La SAQ est en voie de fermer une quinzaine de succursales moins rentables, une stratégie qui soulève de hauts cris un peu partout dans la province. Des élus, groupes communautaires et gens d'affaires s'élèvent contre la disparition de ces points de vente. Car, selon eux, ce sont de véritables moteurs pour l'économie locale.

La ville de Shawinigan a investi des millions de dollars pour refaire une beauté à son centre-ville. Mais le secteur fera peau neuve sans l'une de ses boutiques les plus achalandées. La Société des alcools du Québec (SAQ) a récemment fermé sa succursale de la 5e Rue, en plein coeur du secteur. La décision est survenue peu après l'ouverture d'un autre magasin à quelques kilomètres de là.

Des élus et des gens d'affaires locaux ont tenté de convaincre la SAQ de revenir sur sa décision. Le maire, Michel Angers, s'est même déplacé à Montréal pour plaider sa cause auprès de la haute direction, mais en vain.

«Comme société d'État, la SAQ devrait être une partenaire des municipalités et travailler avec nous à des projets de revitalisation au lieu de se concentrer strictement sur le rendement et l'efficacité», soutient M. Angers.

Le cas de Shawinigan n'est pas isolé. La SAQ songe aussi à fermer boutique à Lebel-sur-Quévillon, dans le Nord-du-Québec, ce qui obligerait les citoyens à parcourir 90 kilomètres pour gagner la succursale la plus proche, à Senneterre. Elle a aussi fermé un point de vente en plein coeur de Trois-Rivières, rue des Forges.

La SAQ repense également son réseau à Montréal: elle vient de plier bagage à L'Île-Bizard, au Westmount Square et, bientôt, au Forum Pepsi. L'entreprise cherche toutefois un nouveau local pour servir les résidants de Westmount. Plus au sud, les boutiques de la rue Centre, à Pointe Saint-Charles, et de la rue Monk, dans le secteur Émard, pourraient fermer leurs portes.

De 409 succursales en décembre dernier, le réseau de la SAQ pourrait passer à 396 en mars 2012, selon nos informations.

Réévaluation

La SAQ s'adapte aux besoins de sa clientèle, comme le fait n'importe quelle autre entreprise de détail, fait valoir sa directrice des affaires publiques, Isabelle Merizzi. La société d'État réévalue régulièrement la performance de ses succursales.

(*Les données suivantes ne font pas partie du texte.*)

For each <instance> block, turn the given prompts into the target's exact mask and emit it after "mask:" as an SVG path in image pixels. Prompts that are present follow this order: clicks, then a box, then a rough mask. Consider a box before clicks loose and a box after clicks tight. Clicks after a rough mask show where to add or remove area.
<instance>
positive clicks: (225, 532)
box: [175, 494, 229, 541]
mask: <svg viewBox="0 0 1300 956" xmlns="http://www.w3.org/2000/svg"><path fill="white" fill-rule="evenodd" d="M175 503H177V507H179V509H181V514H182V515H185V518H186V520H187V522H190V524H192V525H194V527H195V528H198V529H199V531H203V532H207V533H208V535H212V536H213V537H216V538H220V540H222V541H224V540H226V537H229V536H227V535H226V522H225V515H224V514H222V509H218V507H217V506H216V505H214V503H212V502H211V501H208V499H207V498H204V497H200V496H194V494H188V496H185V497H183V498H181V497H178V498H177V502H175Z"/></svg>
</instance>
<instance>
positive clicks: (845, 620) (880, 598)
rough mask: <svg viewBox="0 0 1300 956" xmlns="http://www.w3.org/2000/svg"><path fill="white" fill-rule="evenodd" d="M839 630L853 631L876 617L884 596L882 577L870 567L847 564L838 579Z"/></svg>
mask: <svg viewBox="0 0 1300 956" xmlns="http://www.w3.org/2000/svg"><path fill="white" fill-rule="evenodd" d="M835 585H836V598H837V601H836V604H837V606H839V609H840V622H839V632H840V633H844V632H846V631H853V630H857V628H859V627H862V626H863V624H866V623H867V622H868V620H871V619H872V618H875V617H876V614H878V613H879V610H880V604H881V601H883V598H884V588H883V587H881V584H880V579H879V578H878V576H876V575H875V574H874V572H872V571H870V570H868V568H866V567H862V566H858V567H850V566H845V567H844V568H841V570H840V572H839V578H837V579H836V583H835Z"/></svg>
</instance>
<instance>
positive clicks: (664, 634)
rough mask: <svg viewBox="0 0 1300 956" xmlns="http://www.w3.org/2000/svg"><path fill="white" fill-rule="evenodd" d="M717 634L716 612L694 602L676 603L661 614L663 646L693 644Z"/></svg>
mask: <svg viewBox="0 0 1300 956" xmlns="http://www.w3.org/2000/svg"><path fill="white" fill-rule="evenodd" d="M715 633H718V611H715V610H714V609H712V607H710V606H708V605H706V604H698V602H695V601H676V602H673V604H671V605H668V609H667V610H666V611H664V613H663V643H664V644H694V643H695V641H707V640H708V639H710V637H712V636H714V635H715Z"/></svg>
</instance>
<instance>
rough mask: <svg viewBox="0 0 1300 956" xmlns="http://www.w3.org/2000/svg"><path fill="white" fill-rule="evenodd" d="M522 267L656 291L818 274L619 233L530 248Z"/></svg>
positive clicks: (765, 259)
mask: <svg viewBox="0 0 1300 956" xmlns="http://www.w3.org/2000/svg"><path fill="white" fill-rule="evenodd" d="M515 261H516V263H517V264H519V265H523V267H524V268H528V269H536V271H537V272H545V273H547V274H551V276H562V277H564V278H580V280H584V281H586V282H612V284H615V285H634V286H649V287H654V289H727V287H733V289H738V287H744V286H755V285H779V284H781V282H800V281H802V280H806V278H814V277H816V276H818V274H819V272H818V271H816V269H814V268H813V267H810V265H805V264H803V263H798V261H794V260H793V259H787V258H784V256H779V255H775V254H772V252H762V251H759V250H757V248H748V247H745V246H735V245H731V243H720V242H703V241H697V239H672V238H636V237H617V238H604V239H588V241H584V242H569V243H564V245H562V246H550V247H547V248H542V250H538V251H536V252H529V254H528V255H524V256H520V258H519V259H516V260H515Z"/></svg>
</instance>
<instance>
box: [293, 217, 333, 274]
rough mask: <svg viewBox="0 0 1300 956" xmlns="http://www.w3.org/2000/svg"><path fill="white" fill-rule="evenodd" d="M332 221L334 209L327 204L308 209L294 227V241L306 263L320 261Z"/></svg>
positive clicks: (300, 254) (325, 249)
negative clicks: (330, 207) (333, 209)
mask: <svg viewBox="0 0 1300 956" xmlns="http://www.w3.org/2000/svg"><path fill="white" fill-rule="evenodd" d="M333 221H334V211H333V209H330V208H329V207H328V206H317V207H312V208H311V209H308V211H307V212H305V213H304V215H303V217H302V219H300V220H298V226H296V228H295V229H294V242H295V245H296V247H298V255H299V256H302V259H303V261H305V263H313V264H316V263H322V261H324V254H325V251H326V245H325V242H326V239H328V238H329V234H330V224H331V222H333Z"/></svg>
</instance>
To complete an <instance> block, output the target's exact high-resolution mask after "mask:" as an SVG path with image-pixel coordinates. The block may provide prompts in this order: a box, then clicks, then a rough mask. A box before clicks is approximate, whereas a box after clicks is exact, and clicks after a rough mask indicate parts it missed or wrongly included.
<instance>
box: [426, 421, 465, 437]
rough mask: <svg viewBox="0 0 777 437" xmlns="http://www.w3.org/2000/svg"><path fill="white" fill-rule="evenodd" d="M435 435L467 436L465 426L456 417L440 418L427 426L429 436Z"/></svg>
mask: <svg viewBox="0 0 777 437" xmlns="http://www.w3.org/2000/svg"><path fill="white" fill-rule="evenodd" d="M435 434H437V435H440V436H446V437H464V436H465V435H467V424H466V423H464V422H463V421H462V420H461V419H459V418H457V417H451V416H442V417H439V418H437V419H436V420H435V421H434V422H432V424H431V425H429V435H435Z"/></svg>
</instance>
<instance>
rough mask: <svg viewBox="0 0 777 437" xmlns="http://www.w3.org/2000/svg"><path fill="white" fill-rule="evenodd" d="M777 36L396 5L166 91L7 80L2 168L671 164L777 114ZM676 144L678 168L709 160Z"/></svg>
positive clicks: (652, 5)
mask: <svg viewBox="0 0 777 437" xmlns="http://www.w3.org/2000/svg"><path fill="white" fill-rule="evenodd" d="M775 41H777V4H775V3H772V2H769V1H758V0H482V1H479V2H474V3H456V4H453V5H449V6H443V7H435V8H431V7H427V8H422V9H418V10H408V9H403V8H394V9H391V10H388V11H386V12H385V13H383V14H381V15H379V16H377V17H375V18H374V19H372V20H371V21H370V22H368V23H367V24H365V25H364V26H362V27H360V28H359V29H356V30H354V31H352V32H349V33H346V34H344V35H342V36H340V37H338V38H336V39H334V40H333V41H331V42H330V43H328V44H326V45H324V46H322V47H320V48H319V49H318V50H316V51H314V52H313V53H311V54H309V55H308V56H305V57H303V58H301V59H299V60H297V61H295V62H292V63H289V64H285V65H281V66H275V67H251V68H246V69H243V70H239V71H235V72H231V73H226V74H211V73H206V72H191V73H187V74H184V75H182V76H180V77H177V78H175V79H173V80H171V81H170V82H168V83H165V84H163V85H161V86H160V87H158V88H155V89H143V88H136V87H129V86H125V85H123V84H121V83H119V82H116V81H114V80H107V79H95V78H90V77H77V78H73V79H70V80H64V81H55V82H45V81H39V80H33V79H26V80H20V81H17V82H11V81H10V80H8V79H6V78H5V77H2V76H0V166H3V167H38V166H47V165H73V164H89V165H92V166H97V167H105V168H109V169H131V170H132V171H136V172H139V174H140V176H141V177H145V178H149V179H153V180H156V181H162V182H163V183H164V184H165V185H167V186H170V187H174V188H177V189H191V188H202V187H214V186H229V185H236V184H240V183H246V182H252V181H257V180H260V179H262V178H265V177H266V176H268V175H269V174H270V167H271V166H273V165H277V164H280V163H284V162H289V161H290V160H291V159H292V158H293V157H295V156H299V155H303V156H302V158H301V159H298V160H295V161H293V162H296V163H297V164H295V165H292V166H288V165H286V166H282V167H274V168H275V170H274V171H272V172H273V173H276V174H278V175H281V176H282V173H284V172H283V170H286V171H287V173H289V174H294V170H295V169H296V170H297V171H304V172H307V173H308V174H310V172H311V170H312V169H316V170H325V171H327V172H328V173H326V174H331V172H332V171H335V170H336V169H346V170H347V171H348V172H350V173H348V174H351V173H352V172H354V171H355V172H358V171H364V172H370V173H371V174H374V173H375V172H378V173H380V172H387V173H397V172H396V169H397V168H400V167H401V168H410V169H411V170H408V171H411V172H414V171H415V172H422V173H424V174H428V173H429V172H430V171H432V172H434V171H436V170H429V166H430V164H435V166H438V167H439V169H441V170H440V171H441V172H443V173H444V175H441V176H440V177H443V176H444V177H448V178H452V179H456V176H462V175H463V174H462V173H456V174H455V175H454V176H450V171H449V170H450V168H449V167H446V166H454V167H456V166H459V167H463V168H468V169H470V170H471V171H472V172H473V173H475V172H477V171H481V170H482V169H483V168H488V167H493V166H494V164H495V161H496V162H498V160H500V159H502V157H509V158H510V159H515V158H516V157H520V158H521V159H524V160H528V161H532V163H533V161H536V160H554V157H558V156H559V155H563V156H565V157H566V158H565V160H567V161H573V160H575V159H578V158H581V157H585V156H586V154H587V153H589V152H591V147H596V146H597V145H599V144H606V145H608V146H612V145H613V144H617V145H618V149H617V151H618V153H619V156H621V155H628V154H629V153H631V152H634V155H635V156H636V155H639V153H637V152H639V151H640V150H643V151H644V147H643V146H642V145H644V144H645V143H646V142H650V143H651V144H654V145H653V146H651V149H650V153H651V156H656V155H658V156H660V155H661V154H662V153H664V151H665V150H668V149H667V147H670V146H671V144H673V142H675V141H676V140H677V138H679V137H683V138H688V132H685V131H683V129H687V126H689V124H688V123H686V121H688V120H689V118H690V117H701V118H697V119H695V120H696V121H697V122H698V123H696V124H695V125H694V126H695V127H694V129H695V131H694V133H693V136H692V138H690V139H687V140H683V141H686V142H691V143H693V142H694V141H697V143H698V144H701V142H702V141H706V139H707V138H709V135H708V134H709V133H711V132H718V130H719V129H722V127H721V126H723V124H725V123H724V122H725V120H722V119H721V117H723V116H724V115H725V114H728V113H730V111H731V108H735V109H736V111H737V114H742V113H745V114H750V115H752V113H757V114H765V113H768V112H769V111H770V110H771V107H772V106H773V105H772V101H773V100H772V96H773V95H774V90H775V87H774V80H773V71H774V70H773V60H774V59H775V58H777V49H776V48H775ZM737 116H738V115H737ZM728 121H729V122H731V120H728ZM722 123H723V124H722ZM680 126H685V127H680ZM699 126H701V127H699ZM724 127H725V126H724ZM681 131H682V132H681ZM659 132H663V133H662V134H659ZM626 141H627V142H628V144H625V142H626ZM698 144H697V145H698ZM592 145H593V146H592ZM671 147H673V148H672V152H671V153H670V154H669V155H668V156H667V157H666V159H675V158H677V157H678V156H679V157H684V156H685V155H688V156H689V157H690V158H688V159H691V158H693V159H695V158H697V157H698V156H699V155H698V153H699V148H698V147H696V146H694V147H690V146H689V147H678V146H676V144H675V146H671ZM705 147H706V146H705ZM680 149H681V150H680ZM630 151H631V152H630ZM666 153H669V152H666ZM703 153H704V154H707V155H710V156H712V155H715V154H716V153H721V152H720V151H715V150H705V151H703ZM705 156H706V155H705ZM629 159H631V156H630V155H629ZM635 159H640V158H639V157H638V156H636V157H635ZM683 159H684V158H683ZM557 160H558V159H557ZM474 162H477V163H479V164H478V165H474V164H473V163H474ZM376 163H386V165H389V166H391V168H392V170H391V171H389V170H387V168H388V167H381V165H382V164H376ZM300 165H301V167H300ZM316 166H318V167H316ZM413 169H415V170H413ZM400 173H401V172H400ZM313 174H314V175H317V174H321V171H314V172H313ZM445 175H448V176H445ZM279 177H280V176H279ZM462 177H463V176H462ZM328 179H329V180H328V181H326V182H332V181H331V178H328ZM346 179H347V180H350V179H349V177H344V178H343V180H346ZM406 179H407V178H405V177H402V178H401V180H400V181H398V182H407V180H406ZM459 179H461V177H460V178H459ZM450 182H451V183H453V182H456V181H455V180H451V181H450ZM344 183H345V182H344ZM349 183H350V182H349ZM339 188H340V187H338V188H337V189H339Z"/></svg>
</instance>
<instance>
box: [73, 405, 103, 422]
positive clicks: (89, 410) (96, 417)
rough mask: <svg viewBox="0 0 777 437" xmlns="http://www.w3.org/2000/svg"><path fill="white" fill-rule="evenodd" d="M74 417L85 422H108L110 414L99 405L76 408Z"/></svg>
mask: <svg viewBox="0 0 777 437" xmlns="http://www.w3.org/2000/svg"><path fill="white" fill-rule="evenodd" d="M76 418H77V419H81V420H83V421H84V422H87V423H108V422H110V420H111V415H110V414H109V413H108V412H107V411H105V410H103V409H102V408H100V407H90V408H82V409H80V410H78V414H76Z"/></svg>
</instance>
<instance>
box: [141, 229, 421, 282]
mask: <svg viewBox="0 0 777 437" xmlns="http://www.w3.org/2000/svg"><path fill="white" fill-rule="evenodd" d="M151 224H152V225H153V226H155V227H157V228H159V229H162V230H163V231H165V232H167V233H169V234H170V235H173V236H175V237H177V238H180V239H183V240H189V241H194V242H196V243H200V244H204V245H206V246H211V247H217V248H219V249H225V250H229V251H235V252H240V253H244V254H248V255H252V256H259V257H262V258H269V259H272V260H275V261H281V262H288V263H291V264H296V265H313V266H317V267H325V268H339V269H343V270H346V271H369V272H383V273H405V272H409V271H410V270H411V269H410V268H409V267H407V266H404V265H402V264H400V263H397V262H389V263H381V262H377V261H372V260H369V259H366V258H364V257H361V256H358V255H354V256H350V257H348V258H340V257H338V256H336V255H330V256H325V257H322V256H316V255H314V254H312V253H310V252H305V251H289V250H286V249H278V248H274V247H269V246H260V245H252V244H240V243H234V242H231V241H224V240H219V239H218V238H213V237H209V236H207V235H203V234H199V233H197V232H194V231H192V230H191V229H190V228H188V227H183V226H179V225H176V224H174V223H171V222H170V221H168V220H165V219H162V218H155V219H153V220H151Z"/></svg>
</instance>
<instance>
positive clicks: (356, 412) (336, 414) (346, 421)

«On se déplace vers les grands endroits où les gens magasinent, résume Mme Merizzi. Et on ne s'est pas trompés jusqu'à présent.»

L'entreprise a réalisé que la clientèle a baissé dans les points de vente situés dans les centres-ville, des secteurs que les consommateurs fréquentent davantage pour se divertir que pour magasiner. Elle établit graduellement des points de vente en périphérie afin d'offrir plus de places de stationnement et des magasins de grande surface, deux caractéristiques prisées par sa clientèle. La stratégie lui permet aussi de se rapprocher des marchés d'alimentation.

Mais ce plan de match ne passe pas comme une lettre à la poste. Le syndicat qui représente les employés des magasins s'y oppose.

«Ce n'est pas tant les pertes d'emplois qui nous inquiètent que le service à la population, affirme la présidente, Katia Lelièvre. La SAQ a pour mission de bien desservir sa clientèle sur l'ensemble du territoire québécois.»

D'autres organismes montent maintenant au front. Le groupe communautaire Action-Gardien, très actif dans l'arrondissement du Sud-Ouest, a lancé une pétition pour convaincre la SAQ de rester dans la rue Centre. L'organisme a recensé une quinzaine de locaux commerciaux vacants sur cette artère. Selon lui, la disparition de ce commerce minerait les efforts des dernières années pour revitaliser le quartier.

«Un commerce comme la SAQ, ça fait qu'une personne qui va aller chercher une bouteille de vin va arrêter dans le magasin à côté pour louer un film ou passer à la quincaillerie», illustre Geneviève Grenier, d'Action-Gardien.

La société de développement commerciale (SDC) Plaza Monk, qui regroupe 160 marchands, a aussi lancé une pétition pour sauver la SAQ. La directrice de l'organisme, Hélène Toddy, affirme que la fermeture de la boutique provoquerait une perte de clientèle dans le secteur, un dur coup à la vitalité commerciale de l'artère.

«Quand on quitte, les commerces autour n'en souffrent pas, rétorque Isabelle Merizzi, de la SAQ. On n'est pas un commerce de proximité non plus. On est un commerce de détail et nous devons démontrer une saine gestion.»